Der Haftbefehl gegen Netanjahu und Galant sei wegen Verbrechen gegen die Menschlichkeit und Kriegsverbrechen ergangen, die im Zeitraum vom 8. Oktober 2023 bis mindestens 20. Mai 2024 begangen worden seien, teilte das Tribunal mit.

Monatelange Ermittlungen wegen Kriegsverbrechen

Chefankläger Khan ermittelt seit Monaten wegen mutmasslicher Kriegsverbrechen im Gaza-Krieg. Israel hatte Beschwerde gegen die Beantragung der Haftbefehle eingereicht. Diese wiesen die Richter zurück. Hamas-Chef Al-Masri - bekannt unter dem Namen Deif - wird wegen möglicher Kriegsverbrechen und Verbrechen gegen die Menschlichkeit seit dem 7. Oktober gesucht. Er soll bei einem israelischen Bombenangriff im Gazastreifen getötet worden sein. Eine offizielle Bestätigung für seinen Tod gab es jedoch nie.

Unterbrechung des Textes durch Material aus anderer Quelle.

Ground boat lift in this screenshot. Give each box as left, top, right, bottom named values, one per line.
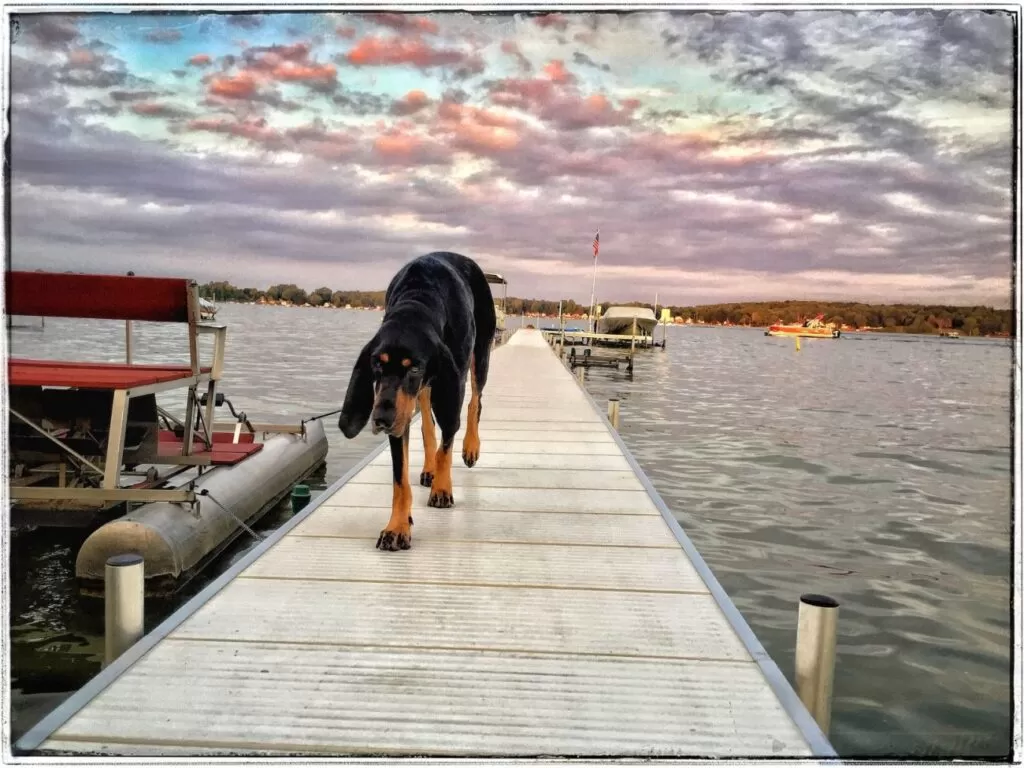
left=483, top=271, right=508, bottom=340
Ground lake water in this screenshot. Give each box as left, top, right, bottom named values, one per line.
left=8, top=305, right=1014, bottom=757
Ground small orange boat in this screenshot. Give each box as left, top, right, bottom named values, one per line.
left=764, top=314, right=841, bottom=339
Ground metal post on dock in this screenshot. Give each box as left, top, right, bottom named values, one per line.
left=607, top=398, right=620, bottom=430
left=794, top=593, right=839, bottom=734
left=104, top=554, right=145, bottom=667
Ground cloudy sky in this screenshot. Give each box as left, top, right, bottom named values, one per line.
left=9, top=8, right=1015, bottom=307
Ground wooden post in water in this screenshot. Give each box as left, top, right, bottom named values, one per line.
left=607, top=398, right=620, bottom=430
left=795, top=593, right=839, bottom=734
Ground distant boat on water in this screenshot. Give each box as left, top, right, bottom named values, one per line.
left=764, top=314, right=840, bottom=339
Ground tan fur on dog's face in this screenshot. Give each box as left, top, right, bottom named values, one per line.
left=369, top=350, right=424, bottom=436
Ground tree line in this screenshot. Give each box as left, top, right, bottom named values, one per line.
left=200, top=281, right=387, bottom=309
left=659, top=300, right=1013, bottom=336
left=198, top=282, right=1013, bottom=336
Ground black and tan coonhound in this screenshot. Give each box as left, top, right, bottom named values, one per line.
left=338, top=251, right=497, bottom=551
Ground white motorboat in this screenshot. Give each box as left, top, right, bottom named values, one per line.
left=598, top=305, right=657, bottom=336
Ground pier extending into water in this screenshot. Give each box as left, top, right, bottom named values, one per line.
left=16, top=328, right=837, bottom=758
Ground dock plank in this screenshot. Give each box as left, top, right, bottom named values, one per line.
left=353, top=466, right=646, bottom=491
left=323, top=483, right=660, bottom=515
left=174, top=579, right=753, bottom=660
left=291, top=507, right=685, bottom=547
left=242, top=537, right=708, bottom=592
left=43, top=642, right=809, bottom=757
left=31, top=328, right=832, bottom=758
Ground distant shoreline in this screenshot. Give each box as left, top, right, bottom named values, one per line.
left=206, top=299, right=1012, bottom=339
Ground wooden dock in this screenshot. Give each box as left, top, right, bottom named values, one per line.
left=17, top=329, right=836, bottom=758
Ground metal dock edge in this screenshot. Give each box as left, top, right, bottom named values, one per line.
left=13, top=439, right=392, bottom=757
left=564, top=344, right=839, bottom=760
left=15, top=328, right=840, bottom=759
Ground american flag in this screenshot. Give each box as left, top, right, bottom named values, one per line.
left=592, top=230, right=600, bottom=258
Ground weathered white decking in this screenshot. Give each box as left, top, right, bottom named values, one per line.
left=23, top=329, right=835, bottom=758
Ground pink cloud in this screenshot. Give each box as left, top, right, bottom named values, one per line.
left=391, top=89, right=431, bottom=116
left=363, top=13, right=440, bottom=35
left=543, top=59, right=575, bottom=85
left=207, top=71, right=260, bottom=99
left=345, top=36, right=468, bottom=69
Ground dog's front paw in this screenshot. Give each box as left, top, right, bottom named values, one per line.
left=419, top=470, right=433, bottom=487
left=428, top=488, right=454, bottom=508
left=376, top=527, right=411, bottom=551
left=462, top=434, right=480, bottom=468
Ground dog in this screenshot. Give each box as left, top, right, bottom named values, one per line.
left=338, top=251, right=497, bottom=551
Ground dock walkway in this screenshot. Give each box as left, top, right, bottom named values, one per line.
left=18, top=329, right=836, bottom=758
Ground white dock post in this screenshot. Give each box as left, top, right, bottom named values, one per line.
left=795, top=593, right=839, bottom=734
left=607, top=398, right=620, bottom=430
left=105, top=554, right=145, bottom=666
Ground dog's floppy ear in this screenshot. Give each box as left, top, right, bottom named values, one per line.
left=338, top=340, right=374, bottom=438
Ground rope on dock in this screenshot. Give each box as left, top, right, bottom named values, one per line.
left=198, top=489, right=265, bottom=542
left=301, top=407, right=343, bottom=426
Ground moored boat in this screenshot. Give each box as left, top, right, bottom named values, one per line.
left=198, top=296, right=218, bottom=320
left=598, top=305, right=658, bottom=336
left=764, top=314, right=840, bottom=338
left=6, top=269, right=329, bottom=595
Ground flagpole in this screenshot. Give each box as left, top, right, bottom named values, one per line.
left=589, top=229, right=599, bottom=334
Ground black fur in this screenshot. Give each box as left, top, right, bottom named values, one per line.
left=338, top=251, right=496, bottom=521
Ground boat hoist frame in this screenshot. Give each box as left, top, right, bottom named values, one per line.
left=483, top=271, right=508, bottom=315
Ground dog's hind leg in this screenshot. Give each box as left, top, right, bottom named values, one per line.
left=462, top=354, right=482, bottom=468
left=418, top=387, right=436, bottom=487
left=462, top=315, right=494, bottom=467
left=463, top=269, right=495, bottom=468
left=377, top=427, right=412, bottom=551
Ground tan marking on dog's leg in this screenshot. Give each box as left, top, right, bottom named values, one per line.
left=428, top=442, right=454, bottom=508
left=462, top=355, right=481, bottom=468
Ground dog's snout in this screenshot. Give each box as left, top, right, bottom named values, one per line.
left=371, top=398, right=396, bottom=434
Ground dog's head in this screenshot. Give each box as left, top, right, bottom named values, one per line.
left=338, top=321, right=450, bottom=439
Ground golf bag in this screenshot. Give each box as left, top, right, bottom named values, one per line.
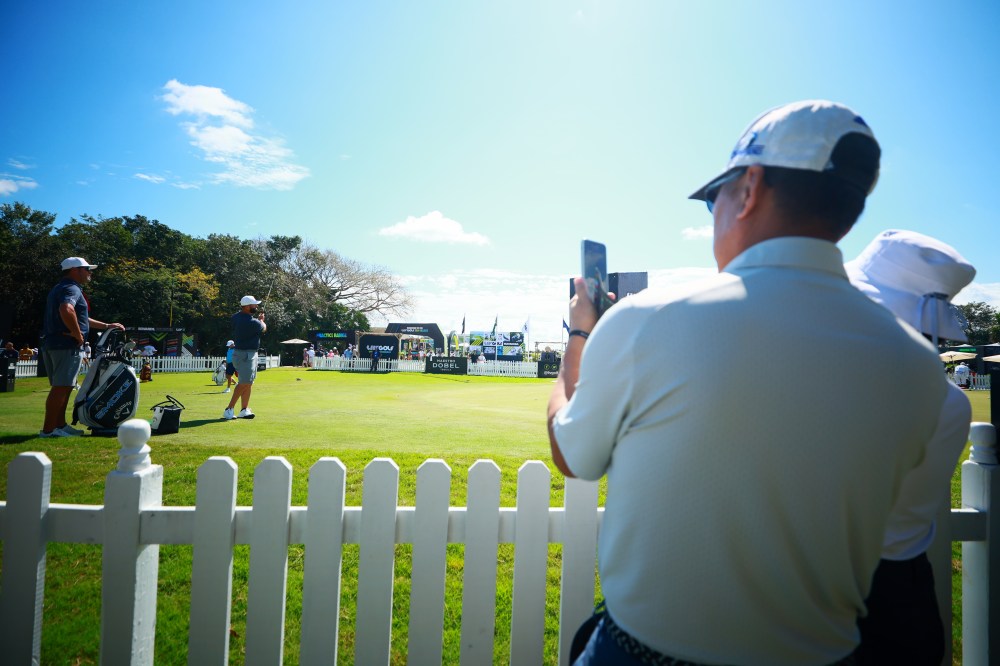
left=212, top=361, right=227, bottom=386
left=72, top=328, right=139, bottom=431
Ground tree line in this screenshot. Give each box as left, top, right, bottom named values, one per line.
left=0, top=202, right=412, bottom=355
left=955, top=302, right=1000, bottom=347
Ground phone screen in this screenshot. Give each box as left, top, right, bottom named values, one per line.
left=581, top=239, right=612, bottom=316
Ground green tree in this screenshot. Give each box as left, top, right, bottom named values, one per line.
left=956, top=302, right=999, bottom=346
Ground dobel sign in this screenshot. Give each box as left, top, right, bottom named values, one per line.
left=425, top=357, right=468, bottom=375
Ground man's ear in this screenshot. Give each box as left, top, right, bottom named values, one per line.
left=734, top=165, right=767, bottom=221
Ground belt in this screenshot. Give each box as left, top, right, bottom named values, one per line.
left=602, top=612, right=858, bottom=666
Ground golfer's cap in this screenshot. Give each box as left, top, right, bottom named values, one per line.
left=689, top=100, right=881, bottom=201
left=226, top=340, right=235, bottom=347
left=61, top=257, right=98, bottom=270
left=846, top=229, right=975, bottom=342
left=240, top=295, right=262, bottom=306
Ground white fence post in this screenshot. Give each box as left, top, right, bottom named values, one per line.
left=245, top=457, right=293, bottom=666
left=354, top=458, right=400, bottom=665
left=963, top=422, right=1000, bottom=665
left=510, top=461, right=551, bottom=665
left=460, top=460, right=501, bottom=665
left=100, top=419, right=163, bottom=666
left=407, top=460, right=452, bottom=664
left=300, top=457, right=348, bottom=665
left=188, top=457, right=239, bottom=665
left=558, top=478, right=600, bottom=666
left=0, top=452, right=52, bottom=664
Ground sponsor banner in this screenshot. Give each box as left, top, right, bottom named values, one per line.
left=359, top=333, right=400, bottom=359
left=538, top=359, right=561, bottom=378
left=425, top=357, right=468, bottom=375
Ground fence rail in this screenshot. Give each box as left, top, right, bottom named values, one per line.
left=11, top=355, right=281, bottom=379
left=1, top=421, right=998, bottom=664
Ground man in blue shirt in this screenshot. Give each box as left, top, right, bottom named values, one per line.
left=41, top=257, right=124, bottom=437
left=223, top=295, right=267, bottom=420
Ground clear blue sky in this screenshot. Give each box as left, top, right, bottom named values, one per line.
left=3, top=1, right=998, bottom=344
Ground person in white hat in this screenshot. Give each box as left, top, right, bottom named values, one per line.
left=846, top=229, right=975, bottom=664
left=223, top=339, right=237, bottom=393
left=549, top=101, right=950, bottom=665
left=40, top=257, right=125, bottom=437
left=223, top=296, right=266, bottom=420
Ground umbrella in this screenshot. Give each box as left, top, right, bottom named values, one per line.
left=982, top=355, right=1000, bottom=363
left=940, top=351, right=977, bottom=362
left=280, top=338, right=311, bottom=344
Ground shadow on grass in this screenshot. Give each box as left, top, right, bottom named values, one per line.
left=0, top=434, right=43, bottom=445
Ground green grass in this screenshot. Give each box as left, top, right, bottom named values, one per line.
left=0, top=368, right=597, bottom=665
left=0, top=370, right=988, bottom=664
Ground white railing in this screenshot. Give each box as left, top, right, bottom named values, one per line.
left=949, top=374, right=991, bottom=391
left=7, top=356, right=280, bottom=380
left=468, top=360, right=539, bottom=378
left=0, top=419, right=600, bottom=665
left=2, top=421, right=998, bottom=664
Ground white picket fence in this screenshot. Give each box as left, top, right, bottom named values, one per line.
left=312, top=356, right=541, bottom=378
left=10, top=355, right=280, bottom=379
left=2, top=421, right=1000, bottom=665
left=468, top=360, right=540, bottom=378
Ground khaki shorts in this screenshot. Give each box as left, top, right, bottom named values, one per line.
left=232, top=349, right=258, bottom=385
left=43, top=347, right=83, bottom=387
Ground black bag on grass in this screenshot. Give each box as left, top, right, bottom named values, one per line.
left=73, top=328, right=139, bottom=432
left=150, top=395, right=185, bottom=435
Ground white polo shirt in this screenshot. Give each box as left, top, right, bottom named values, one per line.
left=552, top=237, right=948, bottom=666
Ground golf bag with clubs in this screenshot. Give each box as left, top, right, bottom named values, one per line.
left=212, top=361, right=227, bottom=386
left=72, top=328, right=140, bottom=433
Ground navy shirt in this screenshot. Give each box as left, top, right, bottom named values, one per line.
left=231, top=311, right=265, bottom=350
left=43, top=278, right=88, bottom=350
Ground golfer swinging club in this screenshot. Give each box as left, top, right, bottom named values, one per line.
left=223, top=295, right=266, bottom=420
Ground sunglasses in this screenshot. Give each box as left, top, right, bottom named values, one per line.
left=704, top=169, right=746, bottom=213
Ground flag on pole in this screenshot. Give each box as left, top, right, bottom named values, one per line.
left=461, top=315, right=465, bottom=335
left=491, top=315, right=498, bottom=336
left=562, top=319, right=570, bottom=333
left=522, top=319, right=529, bottom=336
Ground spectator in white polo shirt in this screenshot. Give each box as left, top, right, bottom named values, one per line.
left=549, top=101, right=950, bottom=665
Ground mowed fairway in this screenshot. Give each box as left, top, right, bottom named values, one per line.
left=0, top=369, right=989, bottom=664
left=0, top=367, right=555, bottom=458
left=0, top=367, right=575, bottom=665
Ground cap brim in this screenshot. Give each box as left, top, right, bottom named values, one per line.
left=688, top=168, right=741, bottom=202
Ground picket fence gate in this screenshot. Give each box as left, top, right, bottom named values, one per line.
left=2, top=421, right=1000, bottom=665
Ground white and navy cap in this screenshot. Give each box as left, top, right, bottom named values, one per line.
left=846, top=229, right=975, bottom=343
left=690, top=100, right=880, bottom=201
left=61, top=256, right=98, bottom=270
left=240, top=295, right=262, bottom=306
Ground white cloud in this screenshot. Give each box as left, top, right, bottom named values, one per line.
left=161, top=80, right=309, bottom=190
left=7, top=159, right=33, bottom=170
left=0, top=176, right=38, bottom=196
left=681, top=225, right=713, bottom=240
left=134, top=173, right=166, bottom=184
left=162, top=79, right=253, bottom=128
left=378, top=211, right=491, bottom=245
left=955, top=282, right=1000, bottom=310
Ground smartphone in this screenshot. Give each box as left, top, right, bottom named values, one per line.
left=581, top=239, right=613, bottom=317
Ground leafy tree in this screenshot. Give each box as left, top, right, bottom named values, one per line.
left=956, top=302, right=1000, bottom=346
left=0, top=203, right=65, bottom=344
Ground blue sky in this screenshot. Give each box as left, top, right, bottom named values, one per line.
left=3, top=1, right=998, bottom=344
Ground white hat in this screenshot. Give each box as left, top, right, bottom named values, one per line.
left=846, top=229, right=975, bottom=342
left=690, top=100, right=880, bottom=201
left=240, top=295, right=262, bottom=306
left=226, top=340, right=235, bottom=347
left=61, top=257, right=98, bottom=270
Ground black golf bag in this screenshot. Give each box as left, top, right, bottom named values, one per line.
left=72, top=328, right=139, bottom=432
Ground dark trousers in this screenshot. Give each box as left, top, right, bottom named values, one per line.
left=857, top=553, right=944, bottom=665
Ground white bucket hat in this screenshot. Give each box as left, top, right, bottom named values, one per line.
left=690, top=100, right=880, bottom=201
left=846, top=229, right=975, bottom=343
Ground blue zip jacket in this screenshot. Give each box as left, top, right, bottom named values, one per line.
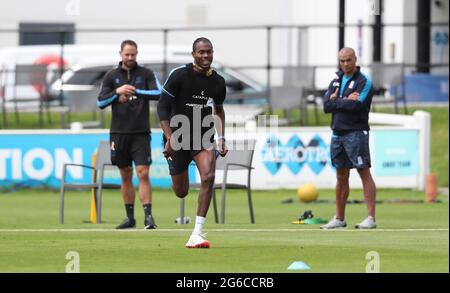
left=323, top=66, right=373, bottom=133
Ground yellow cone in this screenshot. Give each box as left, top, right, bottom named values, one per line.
left=90, top=152, right=97, bottom=223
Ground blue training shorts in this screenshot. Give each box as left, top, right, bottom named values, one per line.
left=330, top=130, right=371, bottom=169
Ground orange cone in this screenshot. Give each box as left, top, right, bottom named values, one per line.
left=425, top=173, right=438, bottom=202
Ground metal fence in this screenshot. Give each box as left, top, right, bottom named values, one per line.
left=0, top=22, right=448, bottom=128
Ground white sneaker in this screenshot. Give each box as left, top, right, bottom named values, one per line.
left=185, top=233, right=210, bottom=248
left=355, top=216, right=377, bottom=229
left=320, top=216, right=347, bottom=229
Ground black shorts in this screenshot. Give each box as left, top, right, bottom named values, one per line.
left=163, top=133, right=218, bottom=175
left=166, top=149, right=200, bottom=175
left=110, top=133, right=151, bottom=168
left=330, top=130, right=371, bottom=169
left=166, top=149, right=220, bottom=176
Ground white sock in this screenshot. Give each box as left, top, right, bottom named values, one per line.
left=192, top=216, right=206, bottom=235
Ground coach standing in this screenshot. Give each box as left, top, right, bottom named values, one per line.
left=321, top=47, right=377, bottom=229
left=98, top=40, right=161, bottom=229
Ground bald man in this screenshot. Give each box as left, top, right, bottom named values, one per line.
left=321, top=47, right=377, bottom=229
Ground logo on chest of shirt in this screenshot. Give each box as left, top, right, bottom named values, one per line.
left=187, top=91, right=214, bottom=109
left=192, top=90, right=211, bottom=101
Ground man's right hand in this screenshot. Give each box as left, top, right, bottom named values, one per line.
left=163, top=138, right=175, bottom=159
left=118, top=94, right=129, bottom=103
left=347, top=92, right=360, bottom=101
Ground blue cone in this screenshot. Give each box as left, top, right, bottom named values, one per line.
left=287, top=261, right=311, bottom=270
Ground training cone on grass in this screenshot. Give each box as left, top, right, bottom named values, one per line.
left=297, top=183, right=319, bottom=203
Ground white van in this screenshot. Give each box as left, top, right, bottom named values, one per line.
left=0, top=44, right=125, bottom=107
left=0, top=44, right=267, bottom=111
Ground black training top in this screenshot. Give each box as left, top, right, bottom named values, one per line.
left=97, top=61, right=161, bottom=134
left=157, top=63, right=226, bottom=149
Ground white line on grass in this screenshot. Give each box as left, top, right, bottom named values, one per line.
left=0, top=228, right=448, bottom=232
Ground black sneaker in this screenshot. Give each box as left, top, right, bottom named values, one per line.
left=116, top=218, right=136, bottom=229
left=144, top=215, right=157, bottom=229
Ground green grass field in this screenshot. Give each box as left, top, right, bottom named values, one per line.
left=1, top=105, right=448, bottom=273
left=0, top=188, right=447, bottom=273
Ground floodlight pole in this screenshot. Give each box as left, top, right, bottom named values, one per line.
left=338, top=0, right=345, bottom=50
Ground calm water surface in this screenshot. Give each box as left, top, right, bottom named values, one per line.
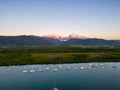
left=0, top=63, right=120, bottom=90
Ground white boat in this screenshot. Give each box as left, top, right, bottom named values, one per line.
left=58, top=65, right=63, bottom=69
left=22, top=70, right=28, bottom=73
left=100, top=63, right=104, bottom=66
left=53, top=68, right=58, bottom=72
left=66, top=66, right=70, bottom=71
left=29, top=67, right=36, bottom=72
left=46, top=67, right=50, bottom=70
left=52, top=81, right=59, bottom=90
left=7, top=68, right=11, bottom=71
left=74, top=66, right=77, bottom=70
left=80, top=67, right=84, bottom=70
left=22, top=66, right=27, bottom=73
left=52, top=88, right=59, bottom=90
left=100, top=63, right=104, bottom=68
left=112, top=65, right=117, bottom=68
left=38, top=68, right=43, bottom=72
left=89, top=63, right=96, bottom=68
left=58, top=65, right=62, bottom=67
left=29, top=69, right=36, bottom=73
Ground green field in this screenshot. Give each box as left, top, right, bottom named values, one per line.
left=0, top=46, right=120, bottom=66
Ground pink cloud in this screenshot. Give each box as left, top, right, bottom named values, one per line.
left=68, top=33, right=86, bottom=39
left=42, top=33, right=61, bottom=39
left=42, top=33, right=86, bottom=39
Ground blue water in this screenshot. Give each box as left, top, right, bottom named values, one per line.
left=0, top=63, right=120, bottom=90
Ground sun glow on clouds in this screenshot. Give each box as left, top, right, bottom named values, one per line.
left=42, top=33, right=61, bottom=39
left=42, top=33, right=86, bottom=39
left=68, top=33, right=86, bottom=39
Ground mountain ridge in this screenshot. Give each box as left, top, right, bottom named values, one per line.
left=0, top=35, right=119, bottom=46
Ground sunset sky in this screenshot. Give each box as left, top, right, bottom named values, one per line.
left=0, top=0, right=120, bottom=40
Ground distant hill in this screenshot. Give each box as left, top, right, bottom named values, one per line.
left=0, top=35, right=119, bottom=46
left=0, top=35, right=53, bottom=46
left=44, top=37, right=62, bottom=45
left=62, top=38, right=120, bottom=46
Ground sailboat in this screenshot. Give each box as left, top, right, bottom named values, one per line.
left=22, top=66, right=28, bottom=73
left=52, top=65, right=59, bottom=90
left=66, top=66, right=70, bottom=71
left=52, top=88, right=59, bottom=90
left=22, top=69, right=28, bottom=73
left=52, top=81, right=59, bottom=90
left=38, top=68, right=43, bottom=72
left=29, top=67, right=36, bottom=73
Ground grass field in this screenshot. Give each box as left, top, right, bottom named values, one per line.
left=0, top=46, right=120, bottom=66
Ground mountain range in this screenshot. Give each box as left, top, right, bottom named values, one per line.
left=0, top=35, right=119, bottom=46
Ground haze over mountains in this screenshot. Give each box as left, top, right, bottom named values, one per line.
left=0, top=35, right=120, bottom=46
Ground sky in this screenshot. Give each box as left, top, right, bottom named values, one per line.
left=0, top=0, right=120, bottom=40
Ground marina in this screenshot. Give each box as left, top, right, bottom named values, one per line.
left=0, top=63, right=120, bottom=90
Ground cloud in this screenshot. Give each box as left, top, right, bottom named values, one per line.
left=42, top=33, right=86, bottom=40
left=68, top=33, right=86, bottom=39
left=42, top=33, right=61, bottom=39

Das Gericht sieht ausreichende Gründe für die Annahme, dass Netanjahu und Galant "absichtlich und wissentlich der Zivilbevölkerung im Gazastreifen wesentliche Dinge für ihr Überleben einschliesslich Nahrung, Wasser sowie Medikamente und medizinische Hilfsmittel sowie Brennstoffe und Strom vorenthalten haben."

Das Weltstrafgericht kennt keine Immunität von Staats- oder Regierungschefs. Bereits 2023 erliess es einen Haftbefehl gegen den russischen Präsidenten Wladimir Putin wegen möglicher Kriegsverbrechen in der Ukraine. Das Gericht mit Sitz in Den Haag hat selbst keine Möglichkeiten, die Haftbefehle auch zu vollstrecken. Aber seine 124 Mitgliedsstaaten - darunter Deutschland - sind dazu verpflichtet, die Gesuchten festzunehmen, sobald sie sich in ihrem Hoheitsgebiet befinden. Damit werden die Reisemöglichkeiten für die Gesuchten stark eingeschränkt.

International viel Kritik

Schon der Antrag des Chefanklägers auf die Haftbefehle löste international Schockwellen aus. Zahlreiche Staaten hatten juristische Stellungnahmen zu dieser Frage dem Gericht übergeben. Diese hatten die Richter bei ihrer Entscheidung über den Antrag mitberücksichtigt. Weder die USA noch Israel erkennen den Strafgerichtshof an. Doch die palästinensischen Gebiete sind Vertragsstaat. Bereits 2021 hatte das Gericht festgestellt, dass es auch für Gebiete zuständig sei, die seit 1967 von Israel besetzt sind. Im Mai hatte Netanjahu den Ankläger Khan einen "der grossen Antisemiten der Moderne" genannt. Auch Israels wichtigster Verbündeter, die USA, hatten sich gegen die Haftbefehle ausgesprochen. Andere Länder wie etwa Frankreich stärkten dem Strafgerichtshof dagegen den Rücken.

Weiteres Verfahren gegen Israel

Die Ermittlungen des Weltstrafgerichts sind unabhängig von laufenden Verfahren zu der Gewalt im Gazastreifen vor dem Internationalen Gerichtshof. Dieses höchste UN-Gericht ebenfalls mit Sitz in Den Haag will Streitfälle zwischen Staaten lösen. Südafrika hatte Israel wegen Völkermordes vor diesem Gericht verklagt.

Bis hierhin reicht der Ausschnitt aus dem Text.